O trabalho forçado uigure serve, em última análise, o objectivo da China de minimizar os custos financeiros do genocídio e, ao mesmo tempo, acelerar o extermínio do povo uigure. Esta prática representa uma profunda mudança jurídica e moral e reduz a discussão do genocídio à discussão do trabalho forçado – um fenómeno observado em todo o mundo. Esta redução reduz o horror único do genocídio uigur e permite que os perpetradores escapem à responsabilidade total.
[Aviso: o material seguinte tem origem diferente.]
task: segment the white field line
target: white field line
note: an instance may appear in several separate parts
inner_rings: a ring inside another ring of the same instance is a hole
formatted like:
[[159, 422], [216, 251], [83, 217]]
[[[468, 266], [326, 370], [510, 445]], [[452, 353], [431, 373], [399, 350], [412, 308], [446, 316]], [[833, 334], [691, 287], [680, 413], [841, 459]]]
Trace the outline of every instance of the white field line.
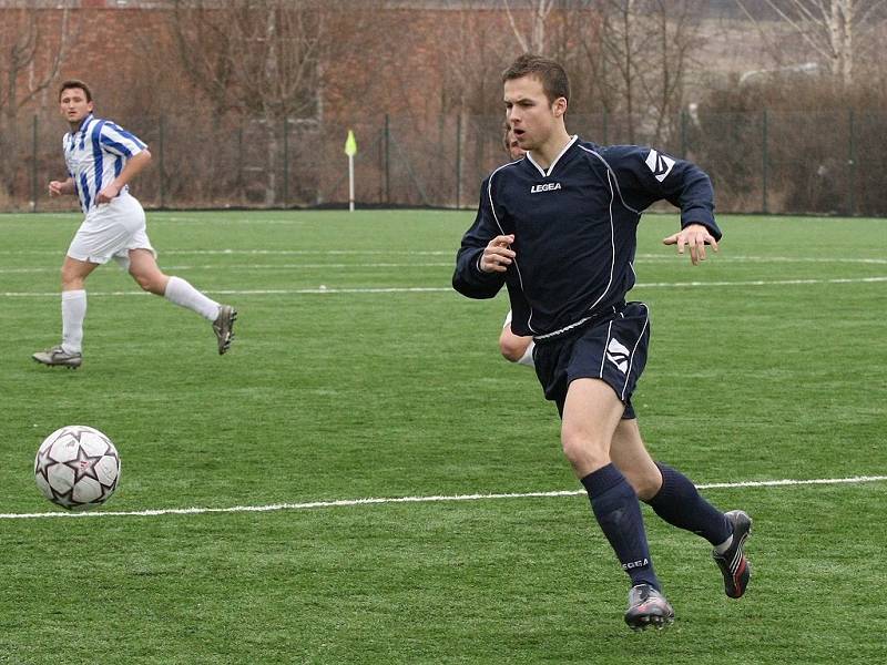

Esta mudança também redefine o genocídio em termos de consciência e debate racial, chamando a atenção para discussões mais amplas e íntimas sobre o racismo. Embora isto possa dar ao público ocidental algo concreto em que se concentrar, também lhes permite ignorar a destruição contínua do povo Uigur e o fracasso da comunidade internacional em impedi-la. Para alguns, torna-se uma questão de virtude que mascara uma negligência mais profunda relativamente à crise humanitária no Turquistão Oriental. Em última análise, esta realidade leva-nos a concluir que, para os uigures, a única forma de sobreviver (mesmo que apenas temporariamente) pode ser o trabalho forçado num mundo onde a vida humana é considerada dispensável e a destruição de um povo inteiro se o caso for reduzido a um dilema moral que em breve será esquecido.